Slow Boot time SSD Manjaro KDe

Hi,

I installed Manjaro KDe today on a 2009 Dell Studio XPS 1640. I put in a new SSD so wanted to try a new OS and opted for Manjaro. I am liking the OS so far but boot times are almost 30 seconds. I calculated end user boot time using a stopwatch even though ‘systemd-analyze’ only shows 13 seconds. Also it takes around 4-5 seconds after entering my password to show me the desktop. I feel this is quite slow for an SSD. After reading some posts here, I can provide systemd-analyze and systemd-analyze blame data.

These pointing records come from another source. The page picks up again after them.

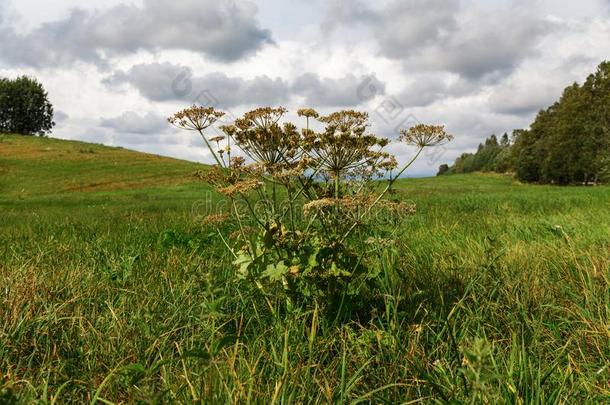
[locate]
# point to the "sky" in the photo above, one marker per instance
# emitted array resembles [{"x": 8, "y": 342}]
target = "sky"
[{"x": 116, "y": 69}]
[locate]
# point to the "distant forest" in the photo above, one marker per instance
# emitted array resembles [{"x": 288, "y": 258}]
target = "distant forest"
[{"x": 568, "y": 143}]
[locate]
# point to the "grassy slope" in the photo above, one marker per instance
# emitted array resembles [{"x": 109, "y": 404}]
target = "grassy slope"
[{"x": 497, "y": 290}]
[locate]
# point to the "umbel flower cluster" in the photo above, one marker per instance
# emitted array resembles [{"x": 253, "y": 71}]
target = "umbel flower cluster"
[{"x": 302, "y": 200}]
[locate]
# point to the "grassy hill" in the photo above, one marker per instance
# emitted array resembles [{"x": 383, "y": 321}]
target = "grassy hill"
[
  {"x": 114, "y": 291},
  {"x": 33, "y": 166}
]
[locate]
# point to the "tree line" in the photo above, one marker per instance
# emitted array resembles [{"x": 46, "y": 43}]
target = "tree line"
[
  {"x": 24, "y": 107},
  {"x": 569, "y": 142}
]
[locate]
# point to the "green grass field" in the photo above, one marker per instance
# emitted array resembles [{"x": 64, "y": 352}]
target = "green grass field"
[{"x": 112, "y": 291}]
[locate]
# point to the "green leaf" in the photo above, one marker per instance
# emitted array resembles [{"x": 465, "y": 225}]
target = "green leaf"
[
  {"x": 275, "y": 272},
  {"x": 243, "y": 262}
]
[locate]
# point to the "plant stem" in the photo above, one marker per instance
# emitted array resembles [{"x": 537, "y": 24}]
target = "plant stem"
[{"x": 388, "y": 188}]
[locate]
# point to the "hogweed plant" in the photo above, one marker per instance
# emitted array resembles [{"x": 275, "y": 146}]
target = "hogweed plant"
[{"x": 306, "y": 205}]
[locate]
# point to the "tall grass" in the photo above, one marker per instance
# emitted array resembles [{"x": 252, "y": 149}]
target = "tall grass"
[{"x": 495, "y": 293}]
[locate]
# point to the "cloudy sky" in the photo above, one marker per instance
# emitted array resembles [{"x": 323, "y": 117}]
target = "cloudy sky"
[{"x": 115, "y": 69}]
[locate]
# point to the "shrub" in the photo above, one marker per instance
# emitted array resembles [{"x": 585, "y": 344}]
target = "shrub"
[
  {"x": 24, "y": 107},
  {"x": 305, "y": 205}
]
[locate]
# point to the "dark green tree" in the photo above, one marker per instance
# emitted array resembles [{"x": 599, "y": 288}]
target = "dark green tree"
[
  {"x": 443, "y": 169},
  {"x": 24, "y": 107}
]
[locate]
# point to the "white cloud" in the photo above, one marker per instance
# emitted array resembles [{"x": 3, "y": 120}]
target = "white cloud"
[{"x": 477, "y": 66}]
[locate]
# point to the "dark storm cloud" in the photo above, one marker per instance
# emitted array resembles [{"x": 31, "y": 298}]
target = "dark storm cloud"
[
  {"x": 483, "y": 45},
  {"x": 225, "y": 31},
  {"x": 440, "y": 35},
  {"x": 133, "y": 123},
  {"x": 348, "y": 91},
  {"x": 170, "y": 82},
  {"x": 428, "y": 89}
]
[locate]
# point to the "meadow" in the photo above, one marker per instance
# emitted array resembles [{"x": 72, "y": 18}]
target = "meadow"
[{"x": 114, "y": 291}]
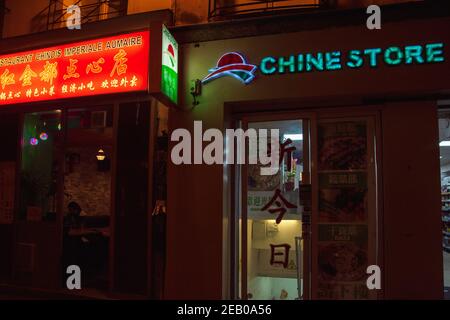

Would appreciate if anyone can guide me to solve this.

systemd-analyze
[viking@pradhyumna-studioxps1640 ~]$ systemd-analyze
Startup finished in 1.803s (kernel) + 5.751s (userspace) = 7.554s
graphical.target reached after 4.390s in userspace

systemd-analyze blame

[viking@pradhyumna-studioxps1640 ~]$ systemd-analyze blame
12.010s upower.service
2.217s lvm2-monitor.service
2.068s dev-sda1.device
2.059s systemd-random-seed.service
1.836s dev-loop2.device
1.767s dev-loop1.device
1.761s dev-loop3.device
1.757s NetworkManager-wait-online.service
1.745s dev-loop0.device
1.427s systemd-logind.service
1.412s apparmor.service
1.345s tlp.service
1.087s systemd-journald.service
953ms systemd-udevd.service
813ms snapd.service
461ms polkit.service
287ms avahi-daemon.service
282ms systemd-udev-trigger.service
267ms NetworkManager.service
197ms modprobe@drm.service
195ms var-lib-snapd-snap-chromium-1328.mount
191ms var-lib-snapd-snap-core18-1885.mount
190ms var-lib-snapd-snap-gtk\x2dcommon\x2dthemes-1506.mount
183ms var-lib-snapd-snap-snapd-9279.mount
171ms user@1000.service
162ms snapd.apparmor.service
161ms org.cups.cupsd.service
161ms systemd-journal-flush.service
151ms udisks2.service
145ms systemd-backlight@backlight:dell_backlight.service
117ms systemd-binfmt.service
105ms ModemManager.service
62ms dev-hugepages.mount
61ms linux-module-cleanup.service
61ms dev-mqueue.mount
60ms systemd-tmpfiles-setup-dev.service
58ms sys-kernel-debug.mount

Thanks.

What drive do you have? My computer boots up very fast on a Western Digital Green 240GB SSD.

To find your hardware you can run “inxi -F” in terminal

I have an A-Data SU650 120 GB SSD.

You could also check output of

systemd-analyze critical-chain

I feel that my system boots pretty fast with following result:

[xxx@xxx ~]$ systemd-analyze
Startup finished in 1.764s (kernel) + 8.879s (userspace) = 10.644s 
graphical.target reached after 2.745s in userspace

Also, after a fresh install the file system is still initializing and baloo file indexer could reduce the performance in the begin as well. I think your times are OK.

If you don’t use encrypted partitions you could disable and mask lvm2-monitor.service by:

systemctl disable --now lvm2-monitor.service
systemctl mask lvm2-monitor.service
1 Like

I have also a SSD and it takes also ~31sec. Starting at pushing the power button until displaying the XFCE Desktop (using a stopwatch).

systemd-analyze
Startup finished in 9.860s (firmware) + 1.673s (loader) + 1.931s (kernel) + 8.324s (userspace) = 21.789s 
graphical.target reached after 7.887s in userspace

When systemd says 13sec and you count 30sec, then i would say it is the KDE Desktop that takes time to start or the UEFI that needs time to initialize the hardware. “graphical.target reached” doesn’t mean KDE has been started, but it starts a DE at this point (after 13sec).

So XFCE started in ~2-3sec for me and was ready.

Make sure GRUB_TIMEOUT (set in /etc/default/grub) is not set unreasonably high and stalling every boot.

1 Like

Thanks. I would’ve thought it would be much lesser with a SSD though.

I have set it at 0. However don’t think it made much of a difference.

After editing /etc/default/grub it’s required to:

$ sudo update-grub

to apply the changes to the generated boot configuration.